In general, the Swiss Act on Anti-Money Laundering (AMLA) states that anyone who provides payment services or who issues or manages a means of payment is a financial intermediary subject to the AMLA. With this regard, FINMA published its guidelines for enquiries regarding the regulatory framework for initial coin offerings (ICOs) on 16 February 2018 (FINMA-Guidelines), which confirmed the then already practiced market standard that issuing of payment tokens constitutes the issuing of a means of payment subject to Swiss AML-regulations as long as the tokens can be transferred technically on a blockchain infrastructure. According to the FINMA-Guidelines, payment tokens (synonymous with cryptocurrencies) are tokens which are intended to be used, now or in the future, as a means of payment for acquiring goods or services or as a means of money or value transfer. Cryptocurrencies give rise to no claims on their issuer.
Further under current FINMA practice, the exchange of a cryptocurrency for fiat money or a different cryptocurrency falls under the Swiss AML-regulations. The same applies to the offering of services to transfer payment tokens if the service provider maintains the private key (custody wallet provider).
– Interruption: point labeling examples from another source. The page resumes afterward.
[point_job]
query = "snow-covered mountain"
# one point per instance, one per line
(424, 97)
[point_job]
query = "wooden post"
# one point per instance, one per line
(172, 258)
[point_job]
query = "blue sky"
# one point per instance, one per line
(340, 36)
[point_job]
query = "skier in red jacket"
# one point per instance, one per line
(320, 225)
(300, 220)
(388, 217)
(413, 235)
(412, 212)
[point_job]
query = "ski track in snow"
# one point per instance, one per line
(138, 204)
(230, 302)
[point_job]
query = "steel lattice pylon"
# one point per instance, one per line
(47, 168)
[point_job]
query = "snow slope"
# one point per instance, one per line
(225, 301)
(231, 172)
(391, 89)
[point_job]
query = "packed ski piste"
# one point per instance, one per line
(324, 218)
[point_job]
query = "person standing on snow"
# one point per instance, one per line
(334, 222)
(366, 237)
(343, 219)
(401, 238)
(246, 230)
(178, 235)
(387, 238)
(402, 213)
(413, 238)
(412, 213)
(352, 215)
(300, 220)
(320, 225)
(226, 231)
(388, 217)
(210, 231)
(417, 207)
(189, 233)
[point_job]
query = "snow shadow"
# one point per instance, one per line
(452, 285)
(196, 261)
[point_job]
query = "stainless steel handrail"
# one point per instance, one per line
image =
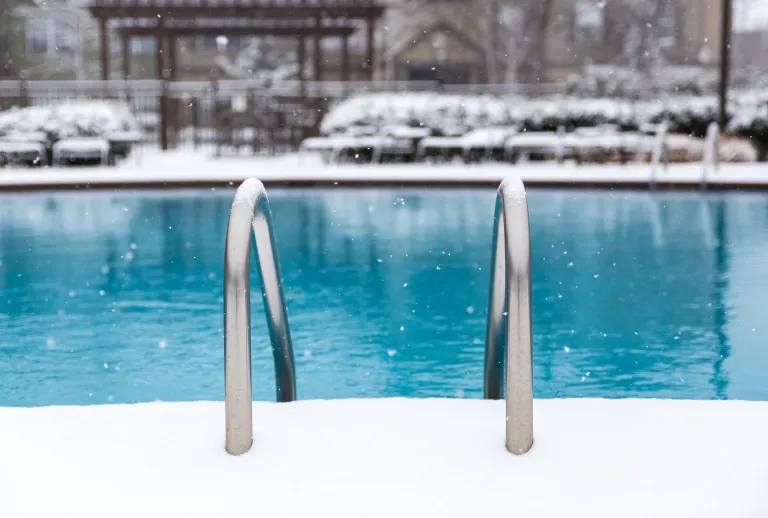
(711, 156)
(660, 152)
(509, 315)
(251, 214)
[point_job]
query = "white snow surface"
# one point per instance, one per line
(185, 167)
(388, 457)
(68, 119)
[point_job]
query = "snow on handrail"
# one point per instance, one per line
(509, 315)
(251, 215)
(660, 153)
(711, 157)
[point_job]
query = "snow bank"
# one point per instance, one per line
(69, 120)
(453, 114)
(384, 458)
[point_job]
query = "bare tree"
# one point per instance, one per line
(78, 31)
(262, 60)
(530, 48)
(645, 25)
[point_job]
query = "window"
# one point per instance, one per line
(37, 36)
(50, 37)
(63, 36)
(589, 23)
(669, 32)
(142, 46)
(207, 44)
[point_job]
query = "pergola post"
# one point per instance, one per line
(318, 55)
(159, 62)
(160, 74)
(172, 49)
(370, 28)
(104, 48)
(345, 58)
(126, 56)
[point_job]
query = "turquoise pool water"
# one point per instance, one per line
(118, 297)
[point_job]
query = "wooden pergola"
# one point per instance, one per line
(167, 20)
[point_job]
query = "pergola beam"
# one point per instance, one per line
(280, 31)
(127, 9)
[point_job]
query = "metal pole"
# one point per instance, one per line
(509, 315)
(104, 48)
(251, 214)
(711, 157)
(725, 60)
(659, 153)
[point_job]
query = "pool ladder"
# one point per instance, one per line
(710, 157)
(509, 314)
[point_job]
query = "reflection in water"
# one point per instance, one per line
(119, 297)
(720, 378)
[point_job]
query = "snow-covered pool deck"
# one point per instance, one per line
(388, 457)
(189, 169)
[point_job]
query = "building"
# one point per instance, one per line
(450, 41)
(458, 41)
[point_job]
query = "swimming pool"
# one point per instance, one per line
(118, 297)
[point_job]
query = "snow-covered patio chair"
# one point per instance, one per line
(81, 149)
(486, 144)
(22, 152)
(543, 144)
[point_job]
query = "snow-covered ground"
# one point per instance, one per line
(187, 167)
(388, 457)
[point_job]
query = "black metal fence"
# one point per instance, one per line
(227, 116)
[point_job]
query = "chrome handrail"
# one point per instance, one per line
(660, 153)
(509, 315)
(711, 156)
(250, 215)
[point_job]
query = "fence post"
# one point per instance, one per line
(23, 92)
(195, 124)
(164, 115)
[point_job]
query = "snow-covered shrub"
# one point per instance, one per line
(70, 119)
(613, 81)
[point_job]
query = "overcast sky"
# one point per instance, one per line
(750, 14)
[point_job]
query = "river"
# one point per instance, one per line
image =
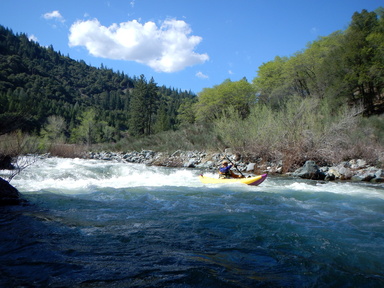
(92, 223)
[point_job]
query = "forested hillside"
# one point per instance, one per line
(39, 88)
(324, 103)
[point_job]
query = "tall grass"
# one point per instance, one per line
(304, 129)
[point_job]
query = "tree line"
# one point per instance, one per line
(324, 102)
(43, 89)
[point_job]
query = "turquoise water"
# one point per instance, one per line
(101, 224)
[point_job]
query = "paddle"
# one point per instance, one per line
(233, 165)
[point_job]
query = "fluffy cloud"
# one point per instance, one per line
(168, 48)
(54, 15)
(201, 75)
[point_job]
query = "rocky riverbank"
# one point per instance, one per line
(354, 170)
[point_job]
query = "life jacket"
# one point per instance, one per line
(226, 174)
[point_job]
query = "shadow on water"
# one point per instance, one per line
(114, 232)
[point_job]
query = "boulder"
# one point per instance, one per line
(9, 195)
(309, 171)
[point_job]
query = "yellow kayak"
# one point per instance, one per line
(256, 180)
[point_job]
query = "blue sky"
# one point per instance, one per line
(184, 44)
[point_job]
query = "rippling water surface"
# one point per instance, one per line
(102, 224)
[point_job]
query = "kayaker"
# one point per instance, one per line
(226, 172)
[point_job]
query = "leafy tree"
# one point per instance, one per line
(213, 102)
(54, 129)
(86, 132)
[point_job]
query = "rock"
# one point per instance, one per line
(9, 195)
(309, 171)
(6, 162)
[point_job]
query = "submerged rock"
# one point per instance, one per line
(309, 171)
(9, 195)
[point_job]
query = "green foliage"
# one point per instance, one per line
(214, 101)
(345, 67)
(38, 83)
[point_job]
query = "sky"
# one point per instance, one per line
(183, 44)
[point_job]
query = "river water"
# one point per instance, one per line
(93, 223)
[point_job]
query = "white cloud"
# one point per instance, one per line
(32, 38)
(168, 48)
(54, 15)
(201, 75)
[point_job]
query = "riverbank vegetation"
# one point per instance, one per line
(324, 103)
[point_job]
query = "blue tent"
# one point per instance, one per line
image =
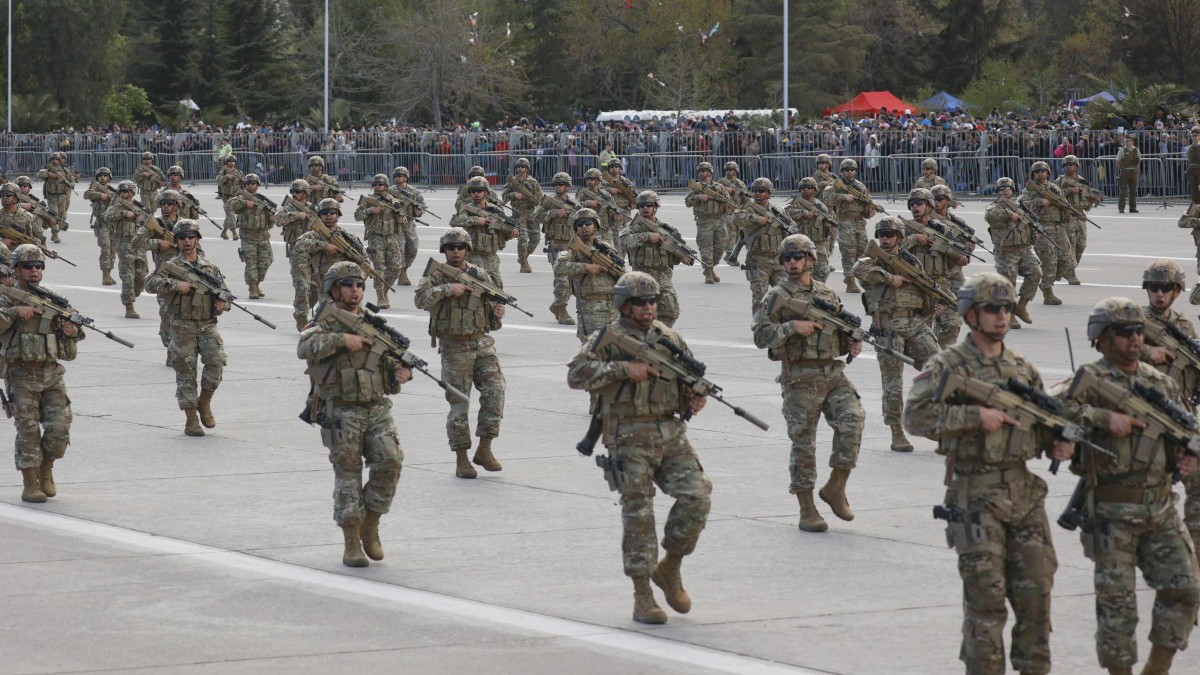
(943, 101)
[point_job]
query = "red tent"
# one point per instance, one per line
(869, 103)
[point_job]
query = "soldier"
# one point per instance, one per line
(228, 184)
(357, 425)
(900, 317)
(1129, 163)
(1013, 242)
(523, 207)
(323, 186)
(101, 196)
(709, 215)
(383, 233)
(1081, 198)
(738, 193)
(940, 266)
(1011, 553)
(591, 284)
(192, 322)
(648, 446)
(762, 237)
(1163, 281)
(311, 258)
(852, 216)
(929, 177)
(150, 179)
(255, 221)
(408, 240)
(646, 254)
(1053, 249)
(487, 237)
(131, 263)
(1129, 503)
(35, 380)
(813, 381)
(555, 222)
(462, 322)
(59, 183)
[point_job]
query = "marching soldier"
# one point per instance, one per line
(648, 446)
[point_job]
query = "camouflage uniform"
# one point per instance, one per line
(193, 333)
(1012, 553)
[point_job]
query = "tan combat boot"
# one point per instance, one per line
(352, 554)
(485, 458)
(204, 406)
(561, 315)
(1049, 298)
(192, 426)
(462, 465)
(666, 577)
(810, 520)
(33, 490)
(370, 535)
(834, 494)
(46, 477)
(646, 610)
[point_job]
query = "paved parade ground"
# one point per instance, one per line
(165, 553)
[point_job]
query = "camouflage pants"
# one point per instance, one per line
(387, 256)
(466, 364)
(762, 273)
(363, 435)
(657, 453)
(1055, 264)
(1013, 560)
(1153, 539)
(490, 262)
(193, 342)
(132, 270)
(107, 243)
(42, 411)
(711, 237)
(808, 393)
(257, 255)
(852, 242)
(912, 338)
(1012, 261)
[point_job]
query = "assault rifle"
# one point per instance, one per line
(47, 302)
(213, 285)
(906, 264)
(859, 196)
(352, 249)
(1057, 199)
(384, 340)
(600, 254)
(825, 312)
(18, 237)
(474, 284)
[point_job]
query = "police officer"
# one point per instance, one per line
(648, 446)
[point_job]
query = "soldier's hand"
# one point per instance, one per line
(354, 342)
(807, 328)
(639, 371)
(1121, 424)
(991, 419)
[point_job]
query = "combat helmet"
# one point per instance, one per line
(985, 288)
(454, 236)
(1163, 272)
(340, 270)
(634, 285)
(1113, 311)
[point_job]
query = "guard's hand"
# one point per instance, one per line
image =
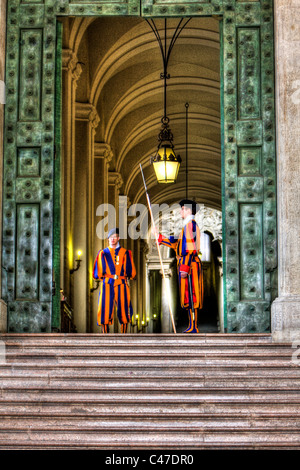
(155, 231)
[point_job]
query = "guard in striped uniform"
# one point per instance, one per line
(114, 266)
(187, 248)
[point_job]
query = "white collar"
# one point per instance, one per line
(116, 246)
(188, 219)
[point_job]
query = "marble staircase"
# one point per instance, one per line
(206, 391)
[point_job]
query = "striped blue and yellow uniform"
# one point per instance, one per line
(187, 248)
(113, 267)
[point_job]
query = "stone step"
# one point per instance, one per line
(146, 349)
(112, 371)
(125, 383)
(162, 439)
(90, 338)
(165, 396)
(152, 409)
(151, 424)
(151, 363)
(174, 392)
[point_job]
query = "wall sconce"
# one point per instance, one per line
(97, 285)
(144, 324)
(78, 261)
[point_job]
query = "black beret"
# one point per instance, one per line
(113, 231)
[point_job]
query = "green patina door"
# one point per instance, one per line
(31, 181)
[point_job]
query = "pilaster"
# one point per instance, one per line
(286, 308)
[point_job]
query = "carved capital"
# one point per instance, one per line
(87, 112)
(103, 150)
(71, 64)
(115, 178)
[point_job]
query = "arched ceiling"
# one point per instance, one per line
(122, 63)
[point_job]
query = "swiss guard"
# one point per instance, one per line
(187, 248)
(114, 266)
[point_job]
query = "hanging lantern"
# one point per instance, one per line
(166, 164)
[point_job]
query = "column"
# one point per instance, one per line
(102, 158)
(84, 224)
(167, 299)
(115, 183)
(3, 309)
(71, 71)
(286, 308)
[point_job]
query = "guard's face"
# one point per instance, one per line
(185, 211)
(113, 240)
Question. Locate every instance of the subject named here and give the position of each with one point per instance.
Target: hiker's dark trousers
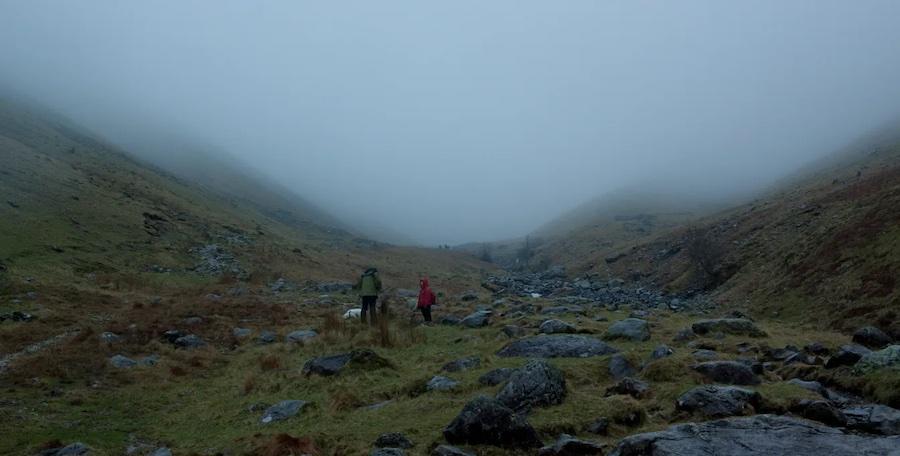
(369, 306)
(426, 313)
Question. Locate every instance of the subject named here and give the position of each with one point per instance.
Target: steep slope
(823, 248)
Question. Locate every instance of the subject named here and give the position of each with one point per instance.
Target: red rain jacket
(426, 296)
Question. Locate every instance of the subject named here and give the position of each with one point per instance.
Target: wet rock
(630, 387)
(619, 367)
(513, 331)
(556, 327)
(633, 329)
(441, 383)
(266, 337)
(556, 346)
(534, 385)
(496, 376)
(821, 411)
(871, 337)
(757, 435)
(469, 362)
(599, 426)
(189, 341)
(486, 421)
(873, 418)
(705, 355)
(733, 326)
(301, 336)
(333, 364)
(477, 319)
(888, 357)
(716, 401)
(393, 440)
(282, 411)
(447, 450)
(848, 355)
(728, 372)
(661, 351)
(567, 445)
(122, 362)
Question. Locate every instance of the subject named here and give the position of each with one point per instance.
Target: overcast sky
(461, 120)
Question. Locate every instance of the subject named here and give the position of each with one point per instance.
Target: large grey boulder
(486, 421)
(567, 445)
(534, 385)
(282, 411)
(556, 327)
(848, 355)
(716, 401)
(477, 319)
(333, 364)
(122, 362)
(633, 329)
(874, 418)
(871, 337)
(728, 372)
(734, 326)
(556, 346)
(760, 435)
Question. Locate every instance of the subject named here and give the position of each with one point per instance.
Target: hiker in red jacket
(426, 300)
However, at present, the latter will often even be subject to Swiss banking regulations according to the report of the Federal council regarding virtual currencies on 25 June 2014 and the explanatory report on the draft of the amendment of the Swiss Banking Act and the Swiss Banking Ordinance (FinTech) on 1 February 2017: Payment tokens respectively cryptocurrencies of token holders being in a wallet held with a wallet provider/operator may qualify as deposits similar to FIAT currency and therefore be subject to banking regulations if:
- the token holder cannot dispose over its payment tokens at any time without the involvement of the wallet provider/operator;
- the wallet provider has a repayment obligation towards the token holder; and
- the payment tokens fall into the bankruptcy assets of the wallet provider/operator in the event of bankruptcy of the wallet provider/operator.
Therefore, the provision of custody wallet provider services requires a thorough analysis for each individual case regarding the potential applicability of the Swiss banking regulations.
In general, Swiss AML-regulations give rise to a range of due diligence requirements including the requirement to establish the identity of the beneficial owner and the obligation either to affiliate to a self-regulatory organisation (SRO) or to be subject directly to FINMA supervision.